4. Server Mode for API Access​

To expose inference as an HTTP API on your RunPod instance:

./bin/vibee serve --port 8080

Configure the RunPod instance to expose port 8080 via the RunPod proxy URL, which provides HTTPS access to your running service.

Cost Considerations​

  • RunPod charges by the hour for GPU instances. Stop your pod when not in use.
  • The H100 SXM is the most expensive but provides the best throughput.
  • For cost-effective testing, the RTX 3090 delivers comparable per-token throughput at a fraction of the cost.
  • A single benchmark run (12 prompts, 500 tokens each) typically completes in under 5 minutes on H100 hardware.
  • The benchmark script reminds you to stop the pod when finished.

Output Files​

After running the benchmark script, results are saved to:

FileContents
/root/bitnet_h100_results.txtHuman-readable results with all prompts and outputs
/root/bitnet_h100_metrics.jsonMachine-readable JSON with per-test timing and throughput

Troubleshooting​

  • Missing AVX-512: Some RunPod instances use older CPUs.
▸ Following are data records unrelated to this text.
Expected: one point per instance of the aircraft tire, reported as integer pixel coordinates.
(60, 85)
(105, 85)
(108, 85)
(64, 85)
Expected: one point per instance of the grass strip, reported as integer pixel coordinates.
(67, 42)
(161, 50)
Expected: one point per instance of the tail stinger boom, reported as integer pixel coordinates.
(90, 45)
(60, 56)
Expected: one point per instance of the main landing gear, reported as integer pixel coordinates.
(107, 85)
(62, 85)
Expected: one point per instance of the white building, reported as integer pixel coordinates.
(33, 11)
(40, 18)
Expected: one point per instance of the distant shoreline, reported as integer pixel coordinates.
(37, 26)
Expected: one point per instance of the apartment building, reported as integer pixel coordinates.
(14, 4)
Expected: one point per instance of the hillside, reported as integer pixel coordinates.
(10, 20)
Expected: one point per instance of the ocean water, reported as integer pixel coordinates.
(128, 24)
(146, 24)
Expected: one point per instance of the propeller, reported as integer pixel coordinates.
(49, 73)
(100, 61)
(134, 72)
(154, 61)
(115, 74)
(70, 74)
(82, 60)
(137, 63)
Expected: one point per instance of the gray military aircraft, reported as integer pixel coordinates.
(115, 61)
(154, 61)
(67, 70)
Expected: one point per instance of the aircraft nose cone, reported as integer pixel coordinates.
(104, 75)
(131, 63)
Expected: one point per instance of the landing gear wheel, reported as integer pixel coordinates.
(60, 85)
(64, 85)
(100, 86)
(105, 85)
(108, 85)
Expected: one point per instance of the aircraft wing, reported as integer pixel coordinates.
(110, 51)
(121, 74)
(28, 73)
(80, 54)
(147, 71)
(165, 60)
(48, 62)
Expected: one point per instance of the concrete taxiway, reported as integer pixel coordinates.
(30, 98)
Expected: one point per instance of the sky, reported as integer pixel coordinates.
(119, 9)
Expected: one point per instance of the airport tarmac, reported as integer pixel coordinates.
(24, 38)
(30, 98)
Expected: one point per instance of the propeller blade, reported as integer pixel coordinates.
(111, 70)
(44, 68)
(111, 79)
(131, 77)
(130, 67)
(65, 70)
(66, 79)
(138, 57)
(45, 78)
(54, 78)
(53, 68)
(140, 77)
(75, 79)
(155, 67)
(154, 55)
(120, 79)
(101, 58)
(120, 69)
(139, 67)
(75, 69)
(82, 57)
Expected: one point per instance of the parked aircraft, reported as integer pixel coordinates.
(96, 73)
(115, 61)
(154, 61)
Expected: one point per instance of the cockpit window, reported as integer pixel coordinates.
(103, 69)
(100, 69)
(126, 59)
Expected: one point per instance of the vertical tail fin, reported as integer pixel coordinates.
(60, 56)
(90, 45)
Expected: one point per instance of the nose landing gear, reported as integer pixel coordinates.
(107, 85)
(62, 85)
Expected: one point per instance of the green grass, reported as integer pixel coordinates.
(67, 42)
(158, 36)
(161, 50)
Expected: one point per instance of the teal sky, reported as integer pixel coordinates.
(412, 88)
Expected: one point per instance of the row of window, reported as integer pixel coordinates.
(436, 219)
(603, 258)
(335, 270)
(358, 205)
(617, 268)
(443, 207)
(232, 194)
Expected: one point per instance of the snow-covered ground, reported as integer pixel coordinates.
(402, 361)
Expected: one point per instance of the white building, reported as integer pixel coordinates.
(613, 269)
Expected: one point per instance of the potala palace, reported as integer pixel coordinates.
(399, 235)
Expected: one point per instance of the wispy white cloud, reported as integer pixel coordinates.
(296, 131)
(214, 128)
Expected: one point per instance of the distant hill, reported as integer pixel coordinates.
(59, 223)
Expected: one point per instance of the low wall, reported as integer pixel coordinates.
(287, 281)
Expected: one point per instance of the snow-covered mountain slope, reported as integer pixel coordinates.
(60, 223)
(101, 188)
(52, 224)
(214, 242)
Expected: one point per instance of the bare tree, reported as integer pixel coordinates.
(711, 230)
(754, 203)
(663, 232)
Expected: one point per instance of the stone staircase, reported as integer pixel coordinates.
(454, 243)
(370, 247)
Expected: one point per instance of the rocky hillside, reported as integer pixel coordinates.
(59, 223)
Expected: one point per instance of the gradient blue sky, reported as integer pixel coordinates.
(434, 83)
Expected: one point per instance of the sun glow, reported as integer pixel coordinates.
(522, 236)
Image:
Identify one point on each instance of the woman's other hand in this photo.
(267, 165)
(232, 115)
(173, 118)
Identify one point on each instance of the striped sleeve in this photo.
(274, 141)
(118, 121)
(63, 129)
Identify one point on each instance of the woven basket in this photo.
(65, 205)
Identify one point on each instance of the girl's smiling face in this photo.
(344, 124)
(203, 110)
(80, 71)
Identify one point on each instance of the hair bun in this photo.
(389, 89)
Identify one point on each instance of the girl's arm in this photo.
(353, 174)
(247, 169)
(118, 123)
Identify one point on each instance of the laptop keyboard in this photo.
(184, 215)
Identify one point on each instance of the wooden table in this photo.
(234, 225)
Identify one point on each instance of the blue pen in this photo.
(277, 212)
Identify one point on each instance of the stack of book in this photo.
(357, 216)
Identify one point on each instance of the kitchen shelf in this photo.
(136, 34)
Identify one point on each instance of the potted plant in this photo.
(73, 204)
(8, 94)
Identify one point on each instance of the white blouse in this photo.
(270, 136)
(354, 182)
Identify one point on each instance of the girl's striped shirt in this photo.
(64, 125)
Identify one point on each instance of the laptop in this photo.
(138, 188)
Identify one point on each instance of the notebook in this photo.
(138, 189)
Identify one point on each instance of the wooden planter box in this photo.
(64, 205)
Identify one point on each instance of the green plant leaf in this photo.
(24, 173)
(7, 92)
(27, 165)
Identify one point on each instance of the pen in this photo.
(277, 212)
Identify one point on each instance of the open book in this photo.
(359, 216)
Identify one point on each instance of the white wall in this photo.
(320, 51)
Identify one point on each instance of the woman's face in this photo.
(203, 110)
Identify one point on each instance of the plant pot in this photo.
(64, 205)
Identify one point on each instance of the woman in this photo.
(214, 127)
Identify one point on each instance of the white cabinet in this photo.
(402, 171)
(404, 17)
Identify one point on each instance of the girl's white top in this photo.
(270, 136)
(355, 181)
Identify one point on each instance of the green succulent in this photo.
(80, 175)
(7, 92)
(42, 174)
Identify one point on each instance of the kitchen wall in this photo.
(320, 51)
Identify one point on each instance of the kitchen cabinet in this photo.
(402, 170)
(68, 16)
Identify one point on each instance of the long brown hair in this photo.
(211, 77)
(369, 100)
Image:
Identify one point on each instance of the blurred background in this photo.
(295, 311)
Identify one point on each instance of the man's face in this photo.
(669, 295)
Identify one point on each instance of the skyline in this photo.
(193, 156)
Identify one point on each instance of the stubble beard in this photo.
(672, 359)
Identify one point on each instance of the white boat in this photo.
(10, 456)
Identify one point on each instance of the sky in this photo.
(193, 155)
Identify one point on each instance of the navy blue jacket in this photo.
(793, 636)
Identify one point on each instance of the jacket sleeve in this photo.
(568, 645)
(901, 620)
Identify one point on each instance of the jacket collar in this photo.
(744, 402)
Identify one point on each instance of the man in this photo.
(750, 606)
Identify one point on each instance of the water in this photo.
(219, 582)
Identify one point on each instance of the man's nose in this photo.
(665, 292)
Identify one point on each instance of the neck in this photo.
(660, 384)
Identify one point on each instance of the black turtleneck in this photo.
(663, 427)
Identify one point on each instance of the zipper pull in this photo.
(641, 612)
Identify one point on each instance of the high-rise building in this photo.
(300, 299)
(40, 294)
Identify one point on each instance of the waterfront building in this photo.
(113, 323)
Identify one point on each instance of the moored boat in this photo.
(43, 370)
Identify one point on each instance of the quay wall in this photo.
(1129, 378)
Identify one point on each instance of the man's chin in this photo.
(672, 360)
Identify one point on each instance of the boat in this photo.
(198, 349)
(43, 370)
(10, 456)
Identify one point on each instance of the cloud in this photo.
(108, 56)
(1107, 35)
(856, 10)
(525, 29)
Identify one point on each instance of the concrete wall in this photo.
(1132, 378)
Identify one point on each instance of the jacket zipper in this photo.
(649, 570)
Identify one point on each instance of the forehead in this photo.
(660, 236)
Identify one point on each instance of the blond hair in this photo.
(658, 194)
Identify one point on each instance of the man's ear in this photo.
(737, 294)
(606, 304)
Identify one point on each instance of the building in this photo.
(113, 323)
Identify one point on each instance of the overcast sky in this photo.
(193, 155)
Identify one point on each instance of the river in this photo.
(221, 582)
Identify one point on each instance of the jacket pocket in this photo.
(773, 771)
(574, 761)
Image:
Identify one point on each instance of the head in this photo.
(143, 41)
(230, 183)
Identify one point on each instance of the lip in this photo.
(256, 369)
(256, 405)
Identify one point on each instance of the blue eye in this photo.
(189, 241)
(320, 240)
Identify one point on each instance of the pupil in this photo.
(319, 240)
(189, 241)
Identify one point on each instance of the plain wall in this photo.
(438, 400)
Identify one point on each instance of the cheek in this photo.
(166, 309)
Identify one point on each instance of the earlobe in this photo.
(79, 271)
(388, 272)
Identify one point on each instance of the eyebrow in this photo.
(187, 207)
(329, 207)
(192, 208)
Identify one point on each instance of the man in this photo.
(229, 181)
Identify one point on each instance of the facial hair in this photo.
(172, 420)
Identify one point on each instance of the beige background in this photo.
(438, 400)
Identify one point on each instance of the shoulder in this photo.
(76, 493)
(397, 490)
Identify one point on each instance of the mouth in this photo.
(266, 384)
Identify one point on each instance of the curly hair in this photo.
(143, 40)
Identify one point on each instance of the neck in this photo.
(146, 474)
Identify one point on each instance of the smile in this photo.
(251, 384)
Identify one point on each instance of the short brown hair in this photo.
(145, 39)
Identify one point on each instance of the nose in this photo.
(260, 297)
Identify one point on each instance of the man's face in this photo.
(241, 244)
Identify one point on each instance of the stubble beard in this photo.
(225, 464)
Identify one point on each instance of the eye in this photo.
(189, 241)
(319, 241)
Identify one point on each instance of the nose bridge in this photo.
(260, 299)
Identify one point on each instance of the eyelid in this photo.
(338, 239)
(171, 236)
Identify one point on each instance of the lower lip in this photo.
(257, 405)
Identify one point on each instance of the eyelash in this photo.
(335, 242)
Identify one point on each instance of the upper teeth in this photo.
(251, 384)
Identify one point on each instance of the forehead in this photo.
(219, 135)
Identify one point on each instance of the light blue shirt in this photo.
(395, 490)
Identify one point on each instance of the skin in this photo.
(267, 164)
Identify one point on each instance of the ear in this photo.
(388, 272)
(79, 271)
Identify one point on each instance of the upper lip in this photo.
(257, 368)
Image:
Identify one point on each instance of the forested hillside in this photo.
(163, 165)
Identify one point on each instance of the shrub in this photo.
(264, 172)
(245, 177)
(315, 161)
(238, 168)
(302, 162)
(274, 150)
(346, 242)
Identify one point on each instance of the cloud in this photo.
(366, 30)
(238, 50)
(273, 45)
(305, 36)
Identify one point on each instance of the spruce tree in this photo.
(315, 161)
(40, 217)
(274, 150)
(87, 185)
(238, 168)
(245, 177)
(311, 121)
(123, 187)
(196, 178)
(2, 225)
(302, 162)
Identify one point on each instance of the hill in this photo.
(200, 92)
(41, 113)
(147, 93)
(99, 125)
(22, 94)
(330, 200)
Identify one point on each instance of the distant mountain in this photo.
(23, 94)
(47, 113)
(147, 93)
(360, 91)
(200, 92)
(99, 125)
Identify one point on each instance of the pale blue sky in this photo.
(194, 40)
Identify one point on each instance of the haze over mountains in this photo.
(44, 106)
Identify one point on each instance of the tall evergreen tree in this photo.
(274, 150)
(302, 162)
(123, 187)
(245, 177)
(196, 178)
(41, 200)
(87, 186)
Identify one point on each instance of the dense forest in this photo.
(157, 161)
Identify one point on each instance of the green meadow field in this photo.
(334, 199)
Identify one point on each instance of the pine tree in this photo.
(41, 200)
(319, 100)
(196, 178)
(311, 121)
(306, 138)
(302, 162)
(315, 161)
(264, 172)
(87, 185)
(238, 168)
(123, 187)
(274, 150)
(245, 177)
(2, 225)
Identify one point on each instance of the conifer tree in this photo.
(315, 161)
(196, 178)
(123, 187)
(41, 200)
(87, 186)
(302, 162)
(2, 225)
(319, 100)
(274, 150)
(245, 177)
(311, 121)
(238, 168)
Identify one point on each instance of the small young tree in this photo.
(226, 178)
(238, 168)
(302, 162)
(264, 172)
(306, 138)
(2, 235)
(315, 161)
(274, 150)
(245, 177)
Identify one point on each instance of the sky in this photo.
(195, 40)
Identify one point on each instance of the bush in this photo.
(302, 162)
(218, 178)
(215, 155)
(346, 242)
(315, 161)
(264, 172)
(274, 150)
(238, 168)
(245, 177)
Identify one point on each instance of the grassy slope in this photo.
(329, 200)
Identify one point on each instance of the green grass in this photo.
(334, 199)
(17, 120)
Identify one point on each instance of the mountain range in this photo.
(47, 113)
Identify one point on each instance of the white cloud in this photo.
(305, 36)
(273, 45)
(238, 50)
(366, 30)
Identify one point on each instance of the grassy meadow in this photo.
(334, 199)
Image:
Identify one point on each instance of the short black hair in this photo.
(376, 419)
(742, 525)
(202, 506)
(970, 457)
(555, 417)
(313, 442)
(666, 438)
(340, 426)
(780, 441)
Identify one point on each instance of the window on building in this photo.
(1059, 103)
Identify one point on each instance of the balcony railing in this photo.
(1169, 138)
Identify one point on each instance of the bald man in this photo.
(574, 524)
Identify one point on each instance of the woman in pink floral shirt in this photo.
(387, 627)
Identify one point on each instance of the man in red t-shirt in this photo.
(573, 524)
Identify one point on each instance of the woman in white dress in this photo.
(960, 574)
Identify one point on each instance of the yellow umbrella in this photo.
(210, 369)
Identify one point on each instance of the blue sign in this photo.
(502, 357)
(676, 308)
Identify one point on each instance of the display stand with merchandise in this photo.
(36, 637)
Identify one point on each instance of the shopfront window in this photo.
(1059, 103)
The script detects this and falls back to a manual cmake build without TL2 optimizations.
  • Build failures: Ensure clang and cmake are installed. The script handles this automatically.
  • Tokenizer warnings: The GGUF model may show a "missing pre-tokenizer type" warning. The benchmark script overrides this with --override-kv "tokenizer.ggml.pre=str:llama-bpe".